Last week in Miami, Nisha couldn’t find anything to wear. We had been invited to a few events. Nothing unusual. But something shifted.
Piece after piece, nothing felt right. Not because the clothes were wrong, but because she didn’t like how she looked in them. At some point, it stopped being about clothing. She said she wanted to lose twenty pounds.
And just like that, the trip changed.
The light was still there. The invitations were still there. The days were the same. But her presence wasn’t. She wasn’t really with us anymore, not fully.
From the outside, nothing dramatic is happening. But internally, something closes.
I noticed she kept touching her arms. At first lightly, then more often. She said the mosquitoes had made a mess of them. Maybe they had. But it felt like something else, as if the body had become something to correct, to fix, to negotiate with.

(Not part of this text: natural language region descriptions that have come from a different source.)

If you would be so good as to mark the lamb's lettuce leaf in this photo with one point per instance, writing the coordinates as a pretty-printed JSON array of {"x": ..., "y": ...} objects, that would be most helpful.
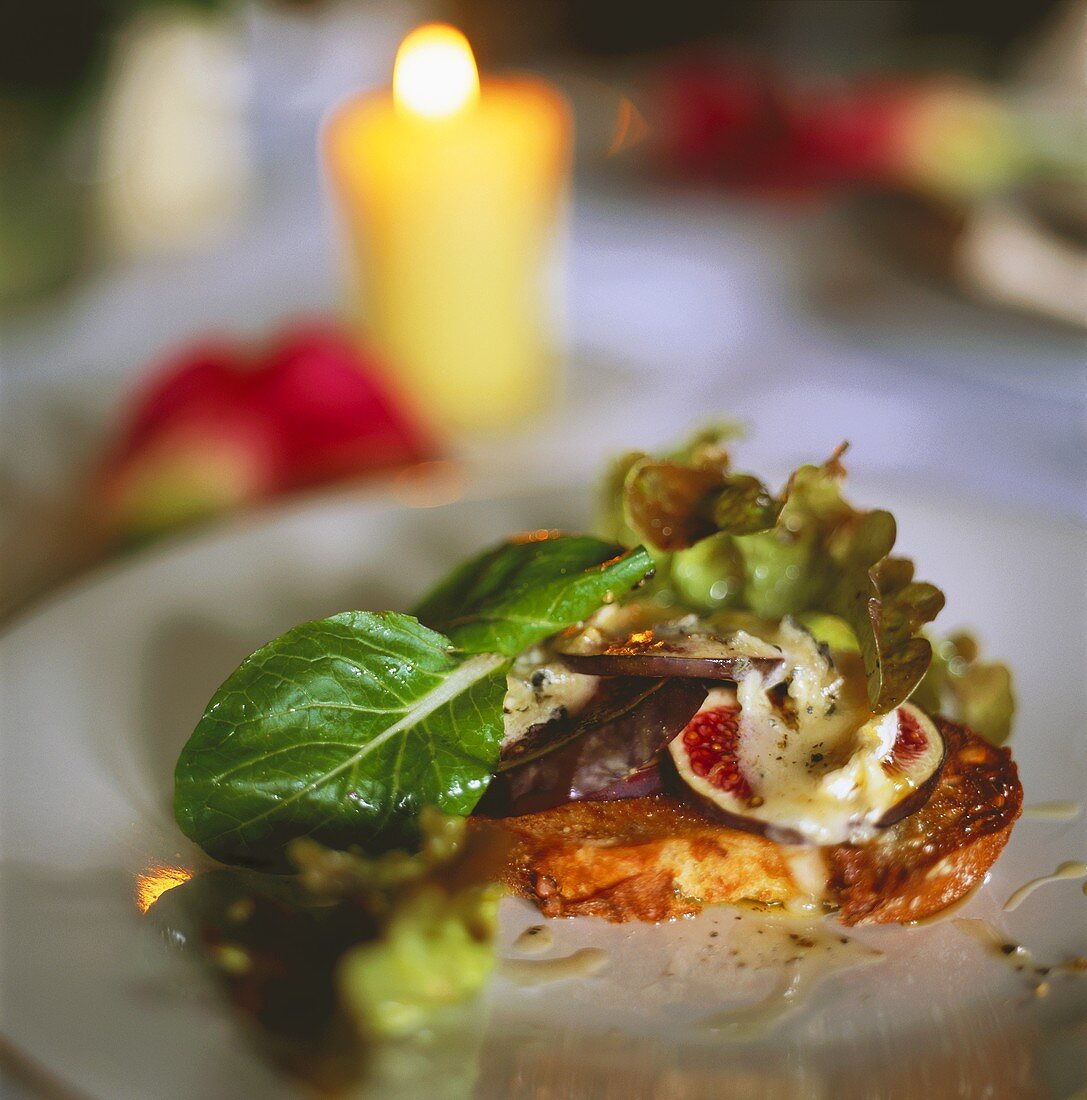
[
  {"x": 329, "y": 964},
  {"x": 340, "y": 729},
  {"x": 520, "y": 592}
]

And in that negotiation, we step away from the moment we’re in.
“If I looked different… If I were better… If I fixed this…”
Not because anything around us changed, but because we no longer allow ourselves to be part of it.
I see this often in the studio. People arrive carrying an idea of how they should look. They adjust, correct, hold themselves slightly tighter than necessary.
But when that effort drops, even briefly, something else appears.
Not confidence. Not performance. Presence.
And it changes everything. Not the body, not the face, but the way they are seen.
Most of the time, nothing needs to be added. Something simply needs to be released.